There are different options of the illumination system since said system may comprise light sources inside the incubator (100), a spotlight outside pointing to the Petri dish (5) or can be an optical guide system (optical fibre) that guides the light up to the Petri dish (5).
Thanks to the images from the imaging system and to the system for analysing the images obtained by the imaging system, the system for controlling the development of the culture in an incubator (100) makes it possible to exclusively act on those Petri dishes (5) wherein the culture is being developed according to the requirements of a test or, on the contrary, discard those Petri dishes (5) that do not comply with the provisions of the test, without affecting the development conditions of the other Petri dishes (5).

Claims

1. A system for controlling the development of a culture in solid medium in a robotic incubator (100), comprising:

an imaging system (1), comprising a mobile camera (2) configured to take images without moving a Petri dish (5) from the location wherein the culture is carried out at least one way to choose between:

directly on the Petri dishes (5), (100), or

by using at least one mirror (3) to focus on the Petri dish (5),

a system for analysing the images obtained by the imaging system comprising a processor configured to process images,

wherein the processor of the system for analysing the images processes the images from the imaging system and by means of a growth detection algorithm provides information on the development of the culture in an incubator (100) without moving the Petri dish (5) from the location wherein the culture is carried out.

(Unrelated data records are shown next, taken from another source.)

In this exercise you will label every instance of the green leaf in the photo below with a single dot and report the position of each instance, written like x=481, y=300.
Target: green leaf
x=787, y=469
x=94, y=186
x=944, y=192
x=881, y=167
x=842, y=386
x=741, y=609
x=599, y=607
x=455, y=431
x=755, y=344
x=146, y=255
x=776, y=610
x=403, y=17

2. The system for controlling the development of the culture in solid medium in a robotic incubator (100) according to claim 1, that wherein the growth detection algorithm is an option to choose from:

identification of differences of the images with respect to an initial image, taken at time zero where there is no growth;

an artificial intelligence growth detection algorithm trained with Deep Learning techniques is able to classify the images according to the level of growth they have; or

a mixed technique wherein the artificial intelligence growth detection algorithm also uses the image at time zero.

3. The system for controlling the development of the culture in solid medium in a robotic incubator (100) according to claim 1 wherein the imaging system (1) comprises an illumination system (4) configured to illuminate the Petri dish (5) inside the incubator (100) and facilitate imaging by the imaging system (1).

4. The system for controlling the development of the culture in solid medium in a robotic incubator (100) according to claim 3 wherein the illumination system (4) comprises at least one of the following elements:

light sources inside the incubator (100),

a spotlight outside the incubator (100) focussed on the Petri dish (5), and

an optical fibre system that guides the light up to the Petri dish (5).